Vivian Haas has trouble making ends meet on her modest monthly Social Security and pension income.
But the 79-year-old retired cocktail waitress never imagined she might qualify for food stamps.
"It's a little tight each month -- half my income goes to rent," Haas said. "But I didn't think I was eligible."
Plenty of her neighbors, who like her are residents of the Rochelle Pines Senior Apartments near Flamingo and Pecos roads, also said they didn't know they qualified for help through the federal Supplemental Nutrition Assistance Program, known informally as SNAP and more commonly as food stamps.

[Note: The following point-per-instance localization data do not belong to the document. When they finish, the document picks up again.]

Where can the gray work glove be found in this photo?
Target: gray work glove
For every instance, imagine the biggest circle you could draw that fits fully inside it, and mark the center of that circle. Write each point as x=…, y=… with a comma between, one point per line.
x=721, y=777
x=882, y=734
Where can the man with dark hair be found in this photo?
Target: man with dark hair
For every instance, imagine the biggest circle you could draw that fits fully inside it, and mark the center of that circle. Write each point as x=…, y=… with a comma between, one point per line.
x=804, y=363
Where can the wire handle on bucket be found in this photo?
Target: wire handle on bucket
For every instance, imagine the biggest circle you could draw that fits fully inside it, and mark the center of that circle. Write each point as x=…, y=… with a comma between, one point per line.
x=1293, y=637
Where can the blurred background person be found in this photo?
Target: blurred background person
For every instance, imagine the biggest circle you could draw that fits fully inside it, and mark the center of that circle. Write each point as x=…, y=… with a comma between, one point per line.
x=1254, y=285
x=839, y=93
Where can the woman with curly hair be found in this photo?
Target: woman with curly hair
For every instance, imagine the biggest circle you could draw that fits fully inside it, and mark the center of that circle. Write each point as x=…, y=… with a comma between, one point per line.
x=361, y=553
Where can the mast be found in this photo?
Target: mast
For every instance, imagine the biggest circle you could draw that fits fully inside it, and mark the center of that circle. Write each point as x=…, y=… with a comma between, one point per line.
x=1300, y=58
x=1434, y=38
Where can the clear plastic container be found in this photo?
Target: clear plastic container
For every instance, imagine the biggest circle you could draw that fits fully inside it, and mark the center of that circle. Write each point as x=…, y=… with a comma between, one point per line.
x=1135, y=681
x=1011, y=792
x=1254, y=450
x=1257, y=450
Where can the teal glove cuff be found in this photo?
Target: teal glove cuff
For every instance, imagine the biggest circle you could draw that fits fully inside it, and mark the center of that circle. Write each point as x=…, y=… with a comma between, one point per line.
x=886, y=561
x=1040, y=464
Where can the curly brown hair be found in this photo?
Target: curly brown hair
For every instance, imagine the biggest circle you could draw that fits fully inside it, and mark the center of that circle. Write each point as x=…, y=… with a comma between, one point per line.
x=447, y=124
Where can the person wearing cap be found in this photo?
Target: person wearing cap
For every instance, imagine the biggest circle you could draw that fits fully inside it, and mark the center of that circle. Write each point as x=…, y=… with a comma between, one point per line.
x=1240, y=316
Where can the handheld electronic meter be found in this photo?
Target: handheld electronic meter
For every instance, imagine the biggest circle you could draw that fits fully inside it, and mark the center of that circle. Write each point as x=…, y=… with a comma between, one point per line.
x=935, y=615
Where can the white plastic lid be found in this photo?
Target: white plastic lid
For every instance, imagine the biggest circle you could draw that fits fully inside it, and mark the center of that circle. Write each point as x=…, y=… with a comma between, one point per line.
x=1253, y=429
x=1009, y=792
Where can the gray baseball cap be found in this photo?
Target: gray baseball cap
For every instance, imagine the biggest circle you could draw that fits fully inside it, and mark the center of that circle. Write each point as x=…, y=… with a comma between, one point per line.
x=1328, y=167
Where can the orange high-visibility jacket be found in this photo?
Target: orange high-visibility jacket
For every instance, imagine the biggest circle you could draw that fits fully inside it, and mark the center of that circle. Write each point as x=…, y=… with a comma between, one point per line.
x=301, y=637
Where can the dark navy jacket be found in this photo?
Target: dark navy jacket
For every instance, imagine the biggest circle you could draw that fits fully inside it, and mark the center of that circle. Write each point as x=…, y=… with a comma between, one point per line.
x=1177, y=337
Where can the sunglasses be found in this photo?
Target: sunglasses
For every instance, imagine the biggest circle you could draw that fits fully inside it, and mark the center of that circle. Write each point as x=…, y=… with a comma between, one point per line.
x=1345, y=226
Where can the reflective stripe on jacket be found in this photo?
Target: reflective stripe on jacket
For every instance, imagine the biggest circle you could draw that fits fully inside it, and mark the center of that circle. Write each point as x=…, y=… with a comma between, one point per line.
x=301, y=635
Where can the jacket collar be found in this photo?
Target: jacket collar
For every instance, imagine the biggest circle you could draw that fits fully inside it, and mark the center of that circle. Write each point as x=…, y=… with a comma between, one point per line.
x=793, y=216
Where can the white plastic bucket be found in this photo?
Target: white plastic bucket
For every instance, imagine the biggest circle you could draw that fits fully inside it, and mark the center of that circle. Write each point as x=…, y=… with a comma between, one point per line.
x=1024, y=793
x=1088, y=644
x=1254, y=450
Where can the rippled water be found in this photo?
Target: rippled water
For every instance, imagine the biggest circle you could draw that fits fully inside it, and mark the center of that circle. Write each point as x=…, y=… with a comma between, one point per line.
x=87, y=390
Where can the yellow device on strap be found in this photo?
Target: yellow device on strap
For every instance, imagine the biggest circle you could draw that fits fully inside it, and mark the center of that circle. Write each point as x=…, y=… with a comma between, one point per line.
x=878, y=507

"I had no idea," Maricela Galindo, 66, said as she waited for help applying for the program at the apartment complex one afternoon last week. "It would be nice, when you go shopping, to not have to choose between one thing and another because you can't afford both."
Nevada historically has had among the lowest participation rates in the federal food stamp program. But that appears to be changing as the recession drags on and Nevada's unemployment rate remains the highest in the nation. The number of Nevadans who receive food stamps has nearly doubled in the past two years.
And food stamp outreach programs, such as that started this year by Three Square Food Bank, aim to sign up even more people.
"We've found that people are overwhelmed by the application process or may not even realize that they qualify for benefits," said Julie Murray, president and CEO of the food bank. "It is critical that we use every available resource to put food on the tables of families in need."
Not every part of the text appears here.